Tuesday December 24th, 2019
Pastor Galen Zook
A Night Like Any Other Night
For most of the residents of the sleepy little town of Bethlehem, it was a night not much different from any other night.
True, many of them had out-of-town guests staying with them, so their already cramped and tiny houses were even more crowded than normal. Although it must have been fun to see friends and family that they had not seen in such a long time, the reality is that they were not gathered together for a holiday celebration, but rather because the Emperor had demanded that everyone return to their hometown so that a census could be taken. In other words, they were being taxed. Not exactly a cause for celebration!
And so as they went to bed that night, many sleeping crowded next to each other on the floor on that dark and silent night, their overcrowded homes were a stark reminder that they were not free people. They were a people who lived under the constant threat of violence, constantly under the yoke of oppression. They were a people constantly longing to be set free.
And the worst part about it was their knowledge that it was because of their own sin and guilt that they were in the shape they were in! Their own prophets had predicted that if they turned away from God they would be overtaken by a foreign government, and that was indeed what happened. But after century after century of one oppressive ruler after another, they longed for God to forgive, and to come and make everything right again. They longed for God’s grace, mercy, and forgiveness so they could finally be free, and so they could finally live in peace.
The prophets had predicted that one would come who would set them free, one who would be called Wonderful, Counselor, Mighty God, the Everlasting Father, the Prince of Peace. One who would be a shepherd to his people, and rule over them in peace. But when would he come, or would he ever come?
And so the residents of Bethlehem and their out-of-town guests went to sleep that night, longing, hoping, and waiting, just as they did every other night.
A Holy Night
But for Mary and Joseph, it was not a night like any other. For them it was indeed a holy — a sacred — night.
They too had been forced to travel for over a week from their hometown of Nazareth to Bethlehem because of the census, and the timing could not have been worse. Mary was about to give birth to their first child, and when they arrived in Bethlehem there wasn’t even room for them to stay in an inn or guest room. And so they gave birth to their firstborn child in a stable, and laid their baby on a bed of fresh hay in a manger — a fancy word for a feeding trough.
But for Mary and Joseph, they knew this was a sacred night. And not just because they had just given birth to their firstborn child — a cause for celebration indeed! But also because an angel had visited Mary and told her that her child was the one the people had been waiting for — the one whom the prophets had predicted would come. The one who would free the people — and not just their people, but All people — from the yoke of tyranny and oppression.
And so on that first Christmas night, as Mary and Joseph looked down at the child in their arms, surrounded by animals, and visited by the unlikeliest of guests — the shepherds from the hillsides of Bethlehem — they wondered at the miracle that had taken place inside Mary’s womb.
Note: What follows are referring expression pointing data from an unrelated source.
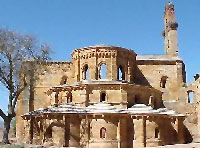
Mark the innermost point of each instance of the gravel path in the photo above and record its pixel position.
(191, 145)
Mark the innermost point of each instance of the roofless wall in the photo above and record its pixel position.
(103, 63)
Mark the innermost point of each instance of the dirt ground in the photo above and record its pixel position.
(190, 145)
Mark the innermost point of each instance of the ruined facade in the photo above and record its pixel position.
(110, 97)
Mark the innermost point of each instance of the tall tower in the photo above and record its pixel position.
(170, 32)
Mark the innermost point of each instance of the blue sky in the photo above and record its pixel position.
(135, 24)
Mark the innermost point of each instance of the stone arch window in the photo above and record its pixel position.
(56, 98)
(137, 99)
(85, 72)
(69, 98)
(120, 73)
(103, 133)
(63, 80)
(103, 97)
(163, 81)
(102, 71)
(190, 96)
(157, 132)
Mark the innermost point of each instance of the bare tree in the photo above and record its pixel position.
(14, 50)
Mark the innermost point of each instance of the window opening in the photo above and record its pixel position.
(103, 97)
(120, 74)
(69, 98)
(85, 72)
(163, 82)
(156, 132)
(103, 133)
(137, 101)
(56, 97)
(102, 71)
(190, 97)
(63, 80)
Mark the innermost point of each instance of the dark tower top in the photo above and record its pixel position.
(170, 30)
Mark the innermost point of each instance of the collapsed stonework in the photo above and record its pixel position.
(109, 97)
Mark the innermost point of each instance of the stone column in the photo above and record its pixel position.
(27, 134)
(180, 130)
(84, 132)
(123, 98)
(140, 132)
(74, 132)
(84, 98)
(67, 130)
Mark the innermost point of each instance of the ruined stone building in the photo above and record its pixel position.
(110, 97)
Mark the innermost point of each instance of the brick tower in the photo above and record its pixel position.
(170, 32)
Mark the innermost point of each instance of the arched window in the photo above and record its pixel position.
(103, 97)
(163, 82)
(157, 132)
(56, 97)
(137, 99)
(85, 72)
(69, 98)
(120, 73)
(190, 96)
(63, 80)
(103, 133)
(103, 71)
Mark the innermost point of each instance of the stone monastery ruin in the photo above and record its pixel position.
(110, 97)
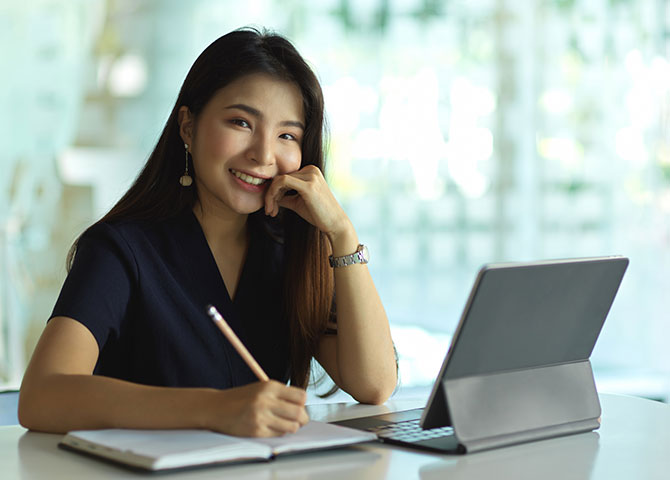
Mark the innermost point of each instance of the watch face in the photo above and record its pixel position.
(364, 254)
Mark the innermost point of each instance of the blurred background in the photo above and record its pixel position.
(462, 132)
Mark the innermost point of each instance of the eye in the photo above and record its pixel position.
(241, 123)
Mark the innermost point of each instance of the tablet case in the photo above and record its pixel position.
(519, 367)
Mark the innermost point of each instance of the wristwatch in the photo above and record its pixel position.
(361, 255)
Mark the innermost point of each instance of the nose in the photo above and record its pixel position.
(261, 151)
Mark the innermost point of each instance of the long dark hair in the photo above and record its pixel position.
(156, 193)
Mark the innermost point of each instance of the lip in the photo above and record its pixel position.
(252, 174)
(247, 186)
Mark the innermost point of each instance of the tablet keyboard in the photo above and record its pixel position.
(410, 431)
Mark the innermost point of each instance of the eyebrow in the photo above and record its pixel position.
(258, 114)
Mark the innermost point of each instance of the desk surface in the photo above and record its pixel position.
(632, 443)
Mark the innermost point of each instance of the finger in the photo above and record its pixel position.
(279, 188)
(292, 394)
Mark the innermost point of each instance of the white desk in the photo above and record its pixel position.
(633, 443)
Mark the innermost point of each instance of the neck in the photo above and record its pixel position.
(221, 228)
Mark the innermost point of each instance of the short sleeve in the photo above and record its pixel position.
(97, 290)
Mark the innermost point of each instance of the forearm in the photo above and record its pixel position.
(62, 402)
(366, 366)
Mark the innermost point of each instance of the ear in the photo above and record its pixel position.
(186, 120)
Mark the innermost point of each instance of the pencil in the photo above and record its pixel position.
(236, 343)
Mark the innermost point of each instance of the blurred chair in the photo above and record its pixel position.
(9, 404)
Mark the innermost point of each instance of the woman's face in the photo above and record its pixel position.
(249, 132)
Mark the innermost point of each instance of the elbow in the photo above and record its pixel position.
(375, 394)
(30, 411)
(26, 412)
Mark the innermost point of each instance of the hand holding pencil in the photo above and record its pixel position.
(265, 408)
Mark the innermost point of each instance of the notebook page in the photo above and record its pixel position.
(315, 435)
(157, 449)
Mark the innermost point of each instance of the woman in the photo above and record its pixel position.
(231, 209)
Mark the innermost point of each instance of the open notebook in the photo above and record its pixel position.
(175, 449)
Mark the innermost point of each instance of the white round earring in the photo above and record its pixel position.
(186, 180)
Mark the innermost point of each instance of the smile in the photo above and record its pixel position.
(248, 178)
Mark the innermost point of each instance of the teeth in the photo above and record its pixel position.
(248, 178)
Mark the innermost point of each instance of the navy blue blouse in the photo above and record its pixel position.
(141, 289)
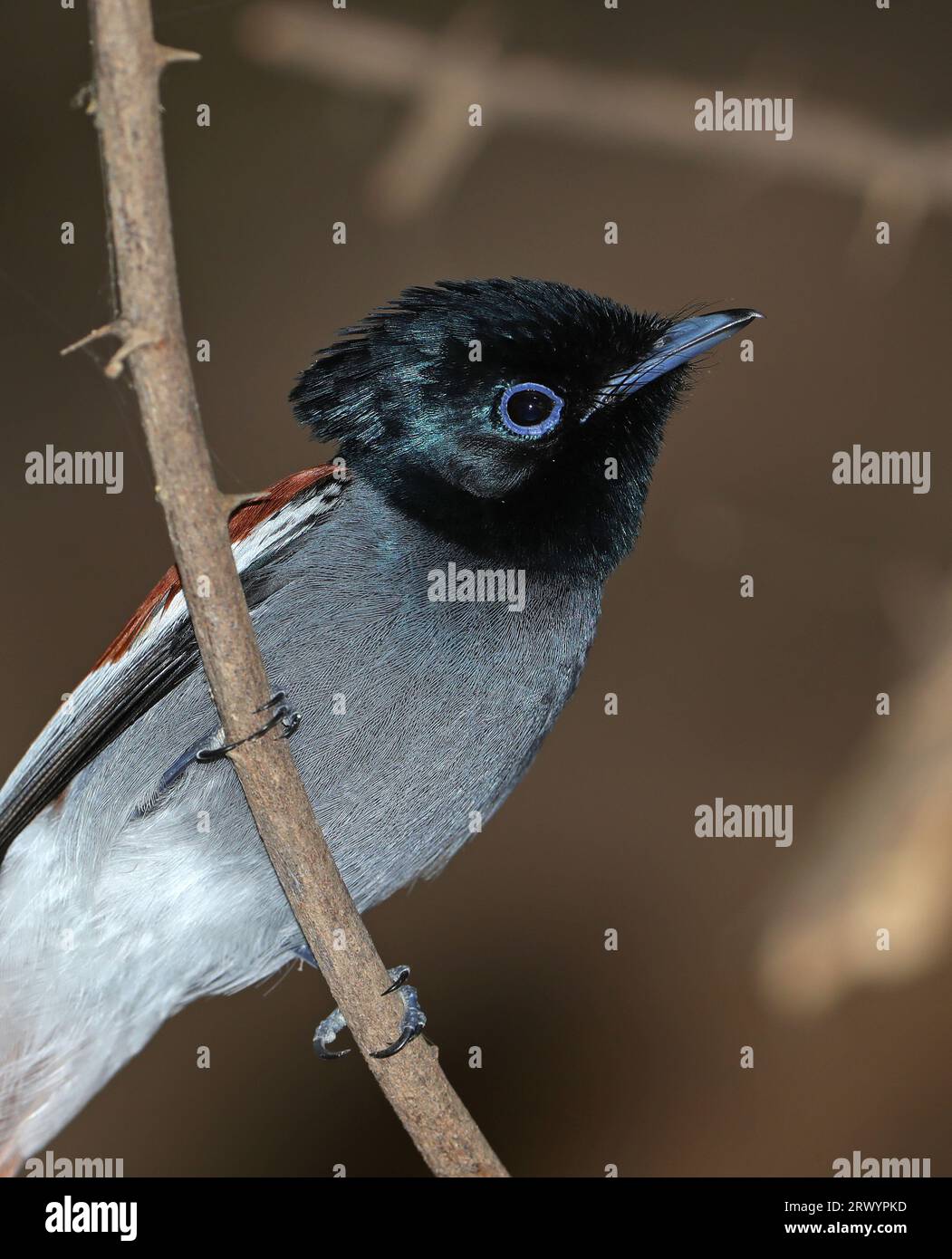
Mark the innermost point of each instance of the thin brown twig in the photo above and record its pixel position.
(128, 64)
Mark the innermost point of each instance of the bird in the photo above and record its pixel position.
(425, 604)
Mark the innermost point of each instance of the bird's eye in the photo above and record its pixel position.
(530, 409)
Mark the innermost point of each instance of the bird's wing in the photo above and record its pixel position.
(157, 649)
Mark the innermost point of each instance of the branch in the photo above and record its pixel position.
(126, 92)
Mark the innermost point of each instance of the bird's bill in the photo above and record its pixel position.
(681, 342)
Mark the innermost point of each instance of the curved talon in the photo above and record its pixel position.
(283, 714)
(412, 1021)
(402, 975)
(404, 1038)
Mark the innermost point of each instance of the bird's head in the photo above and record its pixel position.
(519, 417)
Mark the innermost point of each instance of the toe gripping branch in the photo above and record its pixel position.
(283, 714)
(413, 1020)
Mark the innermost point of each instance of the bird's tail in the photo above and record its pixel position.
(100, 943)
(67, 1017)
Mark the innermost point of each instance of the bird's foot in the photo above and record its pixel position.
(413, 1020)
(283, 714)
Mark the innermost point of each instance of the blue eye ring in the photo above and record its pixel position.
(544, 426)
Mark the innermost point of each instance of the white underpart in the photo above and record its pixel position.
(93, 901)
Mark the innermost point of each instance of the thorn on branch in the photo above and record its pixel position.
(165, 55)
(131, 338)
(84, 100)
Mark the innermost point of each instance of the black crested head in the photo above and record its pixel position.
(518, 417)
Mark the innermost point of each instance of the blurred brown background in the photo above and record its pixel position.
(591, 1058)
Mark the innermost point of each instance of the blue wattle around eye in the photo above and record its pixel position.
(530, 409)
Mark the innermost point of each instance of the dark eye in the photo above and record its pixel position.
(530, 410)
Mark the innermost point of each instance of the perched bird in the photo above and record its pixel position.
(426, 603)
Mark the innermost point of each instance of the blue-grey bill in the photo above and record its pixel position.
(681, 342)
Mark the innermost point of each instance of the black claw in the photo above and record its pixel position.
(404, 1038)
(397, 984)
(283, 713)
(329, 1052)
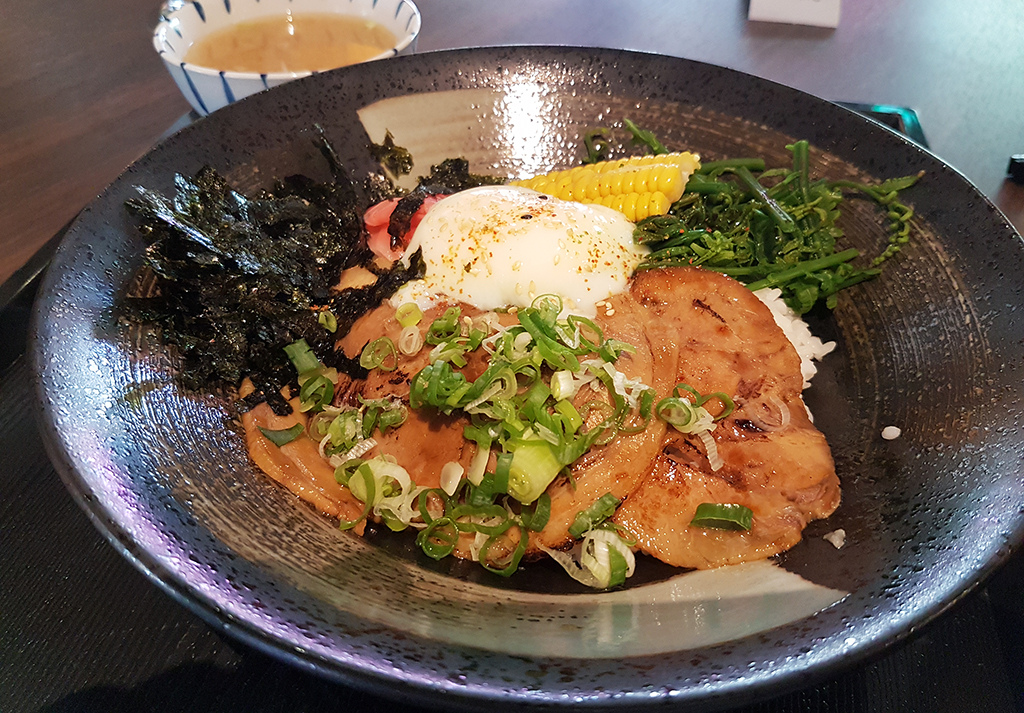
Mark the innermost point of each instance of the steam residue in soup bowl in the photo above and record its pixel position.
(220, 52)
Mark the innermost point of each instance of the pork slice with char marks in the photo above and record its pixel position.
(619, 466)
(775, 461)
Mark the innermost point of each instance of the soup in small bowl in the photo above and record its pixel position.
(222, 50)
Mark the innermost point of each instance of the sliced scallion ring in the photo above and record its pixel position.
(328, 321)
(409, 315)
(723, 516)
(600, 510)
(283, 435)
(380, 353)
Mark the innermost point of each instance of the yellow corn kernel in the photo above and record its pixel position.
(638, 186)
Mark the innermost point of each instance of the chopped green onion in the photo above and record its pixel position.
(513, 558)
(380, 353)
(328, 321)
(409, 315)
(534, 467)
(536, 518)
(302, 357)
(315, 392)
(363, 479)
(283, 435)
(603, 508)
(438, 539)
(444, 327)
(723, 516)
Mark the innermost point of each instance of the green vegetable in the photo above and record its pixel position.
(380, 353)
(603, 508)
(723, 516)
(284, 435)
(770, 228)
(642, 137)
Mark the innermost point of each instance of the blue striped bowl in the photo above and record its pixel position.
(184, 22)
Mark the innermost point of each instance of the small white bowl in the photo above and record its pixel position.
(182, 23)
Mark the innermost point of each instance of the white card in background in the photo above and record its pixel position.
(821, 13)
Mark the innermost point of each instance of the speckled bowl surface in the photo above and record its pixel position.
(935, 346)
(208, 88)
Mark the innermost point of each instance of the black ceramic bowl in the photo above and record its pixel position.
(933, 346)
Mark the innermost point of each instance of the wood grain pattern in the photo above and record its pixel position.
(82, 93)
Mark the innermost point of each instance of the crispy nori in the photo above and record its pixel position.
(238, 279)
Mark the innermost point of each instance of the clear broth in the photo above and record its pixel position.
(301, 42)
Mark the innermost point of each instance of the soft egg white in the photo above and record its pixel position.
(499, 246)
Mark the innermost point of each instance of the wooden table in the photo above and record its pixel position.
(82, 93)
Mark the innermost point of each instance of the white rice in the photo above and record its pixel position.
(808, 346)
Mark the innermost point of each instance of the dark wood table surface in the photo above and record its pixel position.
(82, 94)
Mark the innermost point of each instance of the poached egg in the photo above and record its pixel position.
(500, 246)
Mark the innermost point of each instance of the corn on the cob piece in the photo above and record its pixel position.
(638, 186)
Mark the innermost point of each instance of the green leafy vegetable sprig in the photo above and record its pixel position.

And as they stared down at the face of their little child, they looked at him with love, joy, peace, hope — and amazement.
The Light of Christ
In truth, this was not the way anyone expected it would take place. Most people expected a conquering military hero who would swoop in and overthrow the Roman Empire and establish himself as king — not a baby born in a stable. They expected a conquering king who would smite their enemies — not a baby laid in a manger.
And yet, the little baby born that night was like a single candle being lit.
When even a candle is lit in a room, that room is no longer completely dark. In fact, it’s been said that on a completely dark and still night, if there were no obstructions in the way, the flame from a single solitary candle could be seen for almost 2 miles in every direction!
And so, that Silent and Holy night, as the Christ child was born, it was as though a single candle had been lit in the darkness. And as Jesus grew older and walked this earth, he spread his message of peace, love, forgiveness and grace, and others began to follow him in that way. Their candles too began to burn bright, and they carried the message of hope, love, peace, and joy with them wherever they went. And that light has been spread on down through the ages, until it has reached even here to us today.
And so this evening we are too are invited to carry forth that light — to spread Christ’s message of peace, hope, and joy to all those in our own world who are longing to be set free. We are invited to be the light of Christ to those who are burdened down by guilt or shame, those who are lonely, marginalized, those who are hungry, poor, homeless, those who are suffering from disease, and all those who are oppressed. But before we can be a light to others, we need to accept the light of Christ in our own lives. We need to allow Christ to be born in us.
Let us invite the light of Christ into our lives, and let us go forth to bear Christ’s light in the world!